A limit of the study is the relatively small number of subjects involved; although comparable or higher than those enrolled in similar validation studies [5,35,38,41]. Moreover, we only investigated healthy subjects, and therefore, further studies should be addressed to evaluate the feasibility of the methods in different samples, especially in patients with neurological or orthopedic diseases.

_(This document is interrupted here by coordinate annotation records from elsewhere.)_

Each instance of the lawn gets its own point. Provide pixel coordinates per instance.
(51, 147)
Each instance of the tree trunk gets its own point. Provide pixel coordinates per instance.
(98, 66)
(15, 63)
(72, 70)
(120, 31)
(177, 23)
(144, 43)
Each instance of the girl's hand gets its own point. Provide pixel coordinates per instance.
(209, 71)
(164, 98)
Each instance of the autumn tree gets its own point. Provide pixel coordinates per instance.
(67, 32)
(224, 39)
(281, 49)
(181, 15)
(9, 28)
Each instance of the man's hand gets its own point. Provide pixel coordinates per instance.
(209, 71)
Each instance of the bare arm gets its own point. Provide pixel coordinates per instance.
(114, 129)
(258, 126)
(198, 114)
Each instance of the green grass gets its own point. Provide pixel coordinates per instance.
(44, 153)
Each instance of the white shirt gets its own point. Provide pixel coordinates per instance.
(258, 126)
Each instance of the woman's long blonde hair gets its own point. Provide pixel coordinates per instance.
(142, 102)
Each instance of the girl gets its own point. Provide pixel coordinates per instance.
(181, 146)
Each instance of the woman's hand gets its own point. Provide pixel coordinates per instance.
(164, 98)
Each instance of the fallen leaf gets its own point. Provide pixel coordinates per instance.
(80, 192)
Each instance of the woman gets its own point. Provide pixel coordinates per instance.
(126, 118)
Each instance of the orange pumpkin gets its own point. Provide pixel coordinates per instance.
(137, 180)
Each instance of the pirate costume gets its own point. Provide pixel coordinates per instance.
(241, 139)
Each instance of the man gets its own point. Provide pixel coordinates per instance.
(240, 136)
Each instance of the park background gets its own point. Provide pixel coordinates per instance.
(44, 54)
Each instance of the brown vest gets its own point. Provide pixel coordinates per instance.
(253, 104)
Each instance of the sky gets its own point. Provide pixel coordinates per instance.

In addition, the following limitations should be considered. (a) The tests were carried out in an environment free of magnetic interferences, but this condition might not always be possible outside of the laboratory. (b) The considered postural tasks did not actually replicate all standard tasks in targeted applications, such as sport, ergonomics, clinical practice, and therefore, additional tests should be carried out for more demanding tasks; (c) To actually evaluate the possible ecological use of IMUs outside the laboratory, further tests should be carried out evaluating the accuracy in movements performed for a long period of time. (d) The performances of the tested algorithms could be influenced by several factors such as different type of sensors; drift, noise and temperature influence; and, different orientation algorithms, which were not evaluated in this analysis. (e) The lack of the use of a full-body marker set to obtain a more accurate estimation of the CoM trajectory. Future investigations should be considered to address the role of these aspects on the accuracy of the presented methods.

5. Conclusions

Our findings showed that the estimation of CoM displacement, based on MIMU, is reasonably accurate, with the mean RMSE values for the three directions ranging from 0.3 to 79.5 mm for the SDI methods, and from 0.9 to 26.2 mm for the BM, therefore, MIMUs could be used for a more ecological evaluation of posture and balance performance, to investigate postural control in athletes, or in patients with orthopedic or neurological diseases, as well as their changes over time, due to the natural course or to the effects of a pharmacological or a rehabilitation intervention. Moreover, our results suggest that, when possible, the use of the inertial sensors network methods should be preferred over a strapdown integration method, based on a single sensor to estimate kinematic parameters.